伯爵令嬢のつもりが悪役令嬢ザマァ婚約破棄&追放コンボで冥界の聖母になりました

 目を開けるとそこはまた闇の世界だった。

 もう何度目だろうか。

 分かっていることなのに、いまだに慣れない。

「気がついたか」

 闇の中で声がする。

 誰かの腕を枕にして眠っていたらしい。

「ルクス……ですか」

「そうだ」と、闇が返事をした。

 すぐ目の前にいるはずなのに、何も見えない。

 そういえば……気を失ったんだった。

 最後に見たものを思い出すと、体が震え、鳥肌が立つ。

 エレナは手で彼の顔をなでて確かめてみた。

 鼻、頬、耳、少し汗ばんで濡れている髪。

 彼は人の姿に戻っているようだ。

「何をしている?」

 エレナは答えずに彼の髪に指を通していた。

 ルクスも彼女のするにまかせて、それ以上何も言わなかった。

 今は明かりはいらない。

 顔を見られたくなかった。

「泣いているのか」

 ……言わなくていいのに。

 顔を隠したくて体をひねろうとして、自分がまだ服を着ていることに気がつく。

「俺の寝床に入り込んで何をしようとした?」

 エレナは答えなかった。

 答えられなくて黙っていた。

 何をしたかったのか、自分でも分からない。

 ただ、そばにいたかった。

 一緒にいたかった。

 触れ合っていたかった。

 ただそれだけなのに。

 他に何があったというのだろうか。

 それをただ自分は知らないだけなのか。

 心の奥に冷たい滴がぽたりと垂れて波紋を広げる。

 もう体の火照りもなく、心は冷え切っていた。

 エレナは闇の中でそっと涙をぬぐうと、ゆっくりと身を起こしながら、『光あれ』と唱えた。

 ベッドに横たわったルクスの姿があらわになる。

 薄い毛布から出た裸体の上半身は間違いなく人の姿だった。

 エレナはベッドの上に転がる枕を持ち上げて、思いっきりルクスにたたきつけた。

「何をする」

 男が冷静に枕を払いのける。

 エレナはその枕をもう一度取り上げて、またたたきつけ、そしてそれに体重をかけてルクスにのしかかった。

「何をしている」

 両腕で枕ごとエレナを押しのけると、今度はルクスがエレナの上にのしかかって押さえつけた。

「どうした? 何を怒っている?」

「怒ってなどいません」

 ルクスが鼻で笑う。

「そうか。ならいい」

 ちっとも良くない。

「どんな夢を見ていたのですか?」

「夢? 俺は夢など見ない」と、ルクスの力がゆるむ。

「でも、寝言を言っていたではありませんか」

「寝言など言わんぞ。俺は寝ない。

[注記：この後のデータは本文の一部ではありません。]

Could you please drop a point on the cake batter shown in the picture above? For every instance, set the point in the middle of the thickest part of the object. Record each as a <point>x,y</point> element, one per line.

冥界の帝王だからな」

 またそれだ。

 そのくせ、あんな妖魔にたぶらかされて……。

 もう、話にもならない。

 こんな男と話などしたくもない。

 エレナはルクスを手で押しのけてベッドの上に起き上がった。

「あのおかしな妖魔とお楽しみになっていればいいでしょうよ。失礼します」

「待て」と手をつかまれる。「妖魔とは何だ?」

「あなたの大好きなわたくしのことです!」

 背中にルクスの笑い声を残してエレナは部屋を出た。